Topical and Intralesional Therapies for Hidradenitis Suppurativa: A Systematic Literature Review

Tratamientos tópicos e intralesionales en hidradenitis supurativa. Una revisión sistemática de la literatura

Background and objective

Topical and intralesional (IL) treatments may be considered the first-line therapy in patients with hidradenitis suppurativa (HS); however, the evidence supporting their use is limited. The aim of our review is to evaluate the efficacy and safety profile of topical and IL treatments in patients with HS.

Materials and methods

We designed a systematic review of the current medical literature available following the PICO(T) method. And including all types of studies (Study type [T]) of individuals with HS of any sex, age, and ethnicity (Population [P]) who received any topical or IL treatment for HS (Intervention [I]) compared to placebo, other treatments, or no treatment at all (Comparator [C]), and reported efficacy and/or safety outcomes (Outcomes [O]). Two outcomes were defined: quality of life and the no. of patients with, at least, one adverse event. The search was conducted in the Cochrane Library, MEDLINE, and EMBASE databases; study selection was performed based on pre-defined criteria. The risk of bias was determined in each study.

Results

We obtained a total of 11,363 references, 31 of which met the inclusion criteria.

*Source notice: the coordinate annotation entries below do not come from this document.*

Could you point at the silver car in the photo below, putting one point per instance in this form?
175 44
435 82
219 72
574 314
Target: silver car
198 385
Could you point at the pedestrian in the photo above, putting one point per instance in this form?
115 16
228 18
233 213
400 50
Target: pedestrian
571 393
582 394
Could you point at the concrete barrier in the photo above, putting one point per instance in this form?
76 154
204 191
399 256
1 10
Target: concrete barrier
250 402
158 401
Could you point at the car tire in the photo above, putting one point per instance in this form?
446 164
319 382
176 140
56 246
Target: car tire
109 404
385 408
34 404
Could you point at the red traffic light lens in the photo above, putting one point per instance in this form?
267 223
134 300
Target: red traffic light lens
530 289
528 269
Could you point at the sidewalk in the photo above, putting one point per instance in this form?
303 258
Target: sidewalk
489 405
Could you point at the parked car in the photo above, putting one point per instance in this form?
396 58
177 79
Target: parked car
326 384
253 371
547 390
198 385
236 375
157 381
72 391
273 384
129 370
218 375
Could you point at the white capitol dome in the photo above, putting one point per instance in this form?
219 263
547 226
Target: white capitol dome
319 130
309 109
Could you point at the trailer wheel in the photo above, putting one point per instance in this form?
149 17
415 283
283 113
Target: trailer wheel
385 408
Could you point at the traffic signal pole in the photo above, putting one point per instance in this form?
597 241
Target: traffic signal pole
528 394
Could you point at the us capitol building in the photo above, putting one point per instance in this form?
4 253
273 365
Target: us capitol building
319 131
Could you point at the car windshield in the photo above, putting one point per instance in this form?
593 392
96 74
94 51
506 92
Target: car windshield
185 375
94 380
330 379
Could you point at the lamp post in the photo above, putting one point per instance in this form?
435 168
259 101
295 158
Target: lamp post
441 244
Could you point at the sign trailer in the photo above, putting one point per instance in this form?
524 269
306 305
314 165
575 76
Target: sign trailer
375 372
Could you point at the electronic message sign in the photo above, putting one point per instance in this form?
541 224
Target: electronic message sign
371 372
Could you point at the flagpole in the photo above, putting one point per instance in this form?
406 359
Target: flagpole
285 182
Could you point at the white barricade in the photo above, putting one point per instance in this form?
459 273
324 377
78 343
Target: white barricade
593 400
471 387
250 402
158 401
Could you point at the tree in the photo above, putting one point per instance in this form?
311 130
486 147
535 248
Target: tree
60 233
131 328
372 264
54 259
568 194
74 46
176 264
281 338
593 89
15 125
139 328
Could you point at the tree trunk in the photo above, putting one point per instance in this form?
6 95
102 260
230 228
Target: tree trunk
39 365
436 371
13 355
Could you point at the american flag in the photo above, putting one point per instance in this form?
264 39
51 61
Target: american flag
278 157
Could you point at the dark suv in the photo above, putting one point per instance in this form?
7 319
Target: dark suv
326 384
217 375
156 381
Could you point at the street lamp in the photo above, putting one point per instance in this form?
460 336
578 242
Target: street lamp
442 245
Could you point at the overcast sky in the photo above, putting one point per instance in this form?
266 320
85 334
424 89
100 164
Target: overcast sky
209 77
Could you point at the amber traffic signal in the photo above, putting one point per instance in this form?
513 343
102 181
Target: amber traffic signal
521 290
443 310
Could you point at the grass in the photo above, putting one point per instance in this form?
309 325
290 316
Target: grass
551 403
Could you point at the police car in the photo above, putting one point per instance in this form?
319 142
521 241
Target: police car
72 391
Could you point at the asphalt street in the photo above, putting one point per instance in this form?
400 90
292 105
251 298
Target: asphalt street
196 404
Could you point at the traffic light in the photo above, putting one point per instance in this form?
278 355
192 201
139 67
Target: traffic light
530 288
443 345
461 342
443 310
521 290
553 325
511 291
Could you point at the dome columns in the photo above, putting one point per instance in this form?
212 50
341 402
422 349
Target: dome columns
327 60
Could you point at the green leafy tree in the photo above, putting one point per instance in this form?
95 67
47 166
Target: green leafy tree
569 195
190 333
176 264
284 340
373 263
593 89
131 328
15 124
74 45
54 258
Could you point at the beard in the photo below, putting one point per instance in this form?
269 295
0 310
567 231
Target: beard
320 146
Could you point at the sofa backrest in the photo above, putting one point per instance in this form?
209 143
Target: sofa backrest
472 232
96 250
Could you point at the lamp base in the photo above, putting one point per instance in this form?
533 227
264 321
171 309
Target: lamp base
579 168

These studies included 1143 patients with HS, 62% of whom were women. A total of 10, 8, 6, 2, and 5 studies, respectively, evaluated the use of photodynamic therapy (PDT), glucocorticoids, resorcinol, topical antibiotics, and other interventions. Most articles were case series (n=25), with only five randomized clinical trials (RCTs) and one cohort study. RCTs showed improvement in disease activity with topical clindamycin and botulinum toxin (BTX) vs placebo, and PDT with methylene blue (MB) niosomal vs free MB; however, intralesional triamcinolone acetonide was not superior to placebo. The risk of bias was low in three RCTs and high in two RCTs.

Conclusion

The quality of evidence supporting the use of topical, or IL treatments is low. However, it supports the use of topical clindamycin, PDT, and BTX. Well-designed RCTs with standardized outcomes and homogeneous populations of patients and lesions are needed to support decision-making in the routine clinical practice.